Noncontrast perfusion single-photon emission CT/CT scanning: a new test for the expedited, high-accuracy diagnosis of acute pulmonary embolism.

Author information

1
Molecular Imaging and Therapy Service, Department of Medicine, Memorial Sloan-Kettering Cancer Center, New York, NY.
2
Body Imaging Section, Department of Medicine, Memorial Sloan-Kettering Cancer Center, New York, NY.
3
Department of Radiology and Pulmonary Disease Service, Department of Medicine, Memorial Sloan-Kettering Cancer Center, New York, NY.
4
Molecular Imaging and Therapy Service, Department of Medicine, Memorial Sloan-Kettering Cancer Center, New York, NY. Electronic address: schoderh@mskcc.org.

Abstract

BACKGROUND:

Standard ventilation and perfusion (V˙/Q˙) scintigraphy uses planar images for the diagnosis of pulmonary embolism (PE). To evaluate whether tomographic imaging improves the diagnostic accuracy of the procedure, we compared noncontrast perfusion single-photon emission CT (Q˙-SPECT)/CT scans with planar V˙/Q˙scans in patients at high risk for PE.

METHODS:

Between 2006 and 2010, most patients referred for diagnosis of PE underwent both Q˙-SPECT/CT scan and planar V˙/Q˙scintigraphy. All scans were reviewed retrospectively by four observers; planar scans were read with modified Prospective Investigation of Pulmonary Embolism Diagnosis (PIOPED) II and Prospective Investigative Study of Pulmonary Embolism Diagnosis (PISA-PED) criteria. On Q˙-SPECT/CT scan, any wedge-shaped peripheral perfusion defect occupying > 50% of a segment without corresponding pulmonary parenchymal or pleural disease was considered to show PE. The final diagnosis was established with a composite reference standard that included ECG, ultrasound of lower-extremity veins, D-dimer levels, CT pulmonary angiography (when available), and clinical follow-up for at least 3 months.

RESULTS:

One hundred six patients with cancer and mean Wells score of 4.4 had sufficient follow-up; 22 patients were given a final diagnosis of PE, and 84 patients were given a final diagnosis of no PE. According to PIOPED II, 13 studies were graded as intermediate probability. Sensitivity and specificity for PE were 50% and 98%, respectively, based on PIOPED II criteria; 86% and 93%, respectively, based on PISA-PED criteria; and 91% and 94%, respectively, based on Q˙-SPECT/CT scan.
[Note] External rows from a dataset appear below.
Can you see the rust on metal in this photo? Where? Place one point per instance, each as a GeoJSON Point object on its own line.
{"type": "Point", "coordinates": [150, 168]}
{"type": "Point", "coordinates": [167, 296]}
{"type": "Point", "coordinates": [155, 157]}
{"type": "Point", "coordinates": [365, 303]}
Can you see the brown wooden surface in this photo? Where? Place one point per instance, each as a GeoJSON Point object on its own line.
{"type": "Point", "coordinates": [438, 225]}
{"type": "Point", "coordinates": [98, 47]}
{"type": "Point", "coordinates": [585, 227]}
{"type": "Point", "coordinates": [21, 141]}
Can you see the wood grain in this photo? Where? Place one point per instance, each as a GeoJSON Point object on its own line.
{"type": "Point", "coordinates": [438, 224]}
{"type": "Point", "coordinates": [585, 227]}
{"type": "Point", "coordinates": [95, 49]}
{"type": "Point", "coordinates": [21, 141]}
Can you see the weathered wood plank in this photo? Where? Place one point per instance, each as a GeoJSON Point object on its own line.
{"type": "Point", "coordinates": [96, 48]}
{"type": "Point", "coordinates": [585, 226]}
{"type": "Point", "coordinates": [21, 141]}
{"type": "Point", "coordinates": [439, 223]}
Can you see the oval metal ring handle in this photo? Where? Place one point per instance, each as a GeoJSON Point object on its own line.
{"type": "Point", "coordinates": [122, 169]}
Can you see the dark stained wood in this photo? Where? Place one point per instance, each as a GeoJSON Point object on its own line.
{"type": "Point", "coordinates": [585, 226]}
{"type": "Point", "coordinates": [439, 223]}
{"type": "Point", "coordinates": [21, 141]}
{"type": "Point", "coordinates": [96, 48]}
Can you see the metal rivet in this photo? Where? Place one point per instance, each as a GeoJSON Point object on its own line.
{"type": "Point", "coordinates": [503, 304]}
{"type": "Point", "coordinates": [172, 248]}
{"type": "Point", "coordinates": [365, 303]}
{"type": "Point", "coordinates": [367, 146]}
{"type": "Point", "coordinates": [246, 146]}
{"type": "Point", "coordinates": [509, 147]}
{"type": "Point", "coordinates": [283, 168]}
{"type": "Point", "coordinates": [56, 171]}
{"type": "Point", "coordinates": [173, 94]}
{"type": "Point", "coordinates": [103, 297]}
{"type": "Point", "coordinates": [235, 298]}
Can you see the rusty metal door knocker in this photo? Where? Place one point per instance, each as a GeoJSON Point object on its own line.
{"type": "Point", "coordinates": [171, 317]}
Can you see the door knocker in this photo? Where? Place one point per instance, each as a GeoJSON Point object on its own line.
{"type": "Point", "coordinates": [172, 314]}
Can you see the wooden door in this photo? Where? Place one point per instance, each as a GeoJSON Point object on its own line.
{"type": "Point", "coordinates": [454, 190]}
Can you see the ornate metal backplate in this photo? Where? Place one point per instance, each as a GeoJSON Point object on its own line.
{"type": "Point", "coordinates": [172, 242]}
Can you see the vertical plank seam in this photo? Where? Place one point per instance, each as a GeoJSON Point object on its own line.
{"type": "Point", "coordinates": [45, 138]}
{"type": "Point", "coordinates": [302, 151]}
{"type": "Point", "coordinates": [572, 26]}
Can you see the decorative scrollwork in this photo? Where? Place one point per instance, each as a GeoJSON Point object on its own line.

Seventy-six patients had additional relevant findings on the CT image of the Q˙-SPECT/CT scan.

CONCLUSIONS:

Noncontrast Q˙-SPECT/CT imaging has a higher accuracy than planar V˙/Q˙imaging based on PIOPED II criteria in patients with cancer and a high risk for PE.

PMID:
24798835
DOI:
10.1378/chest.13-2090
[Indexed for MEDLINE]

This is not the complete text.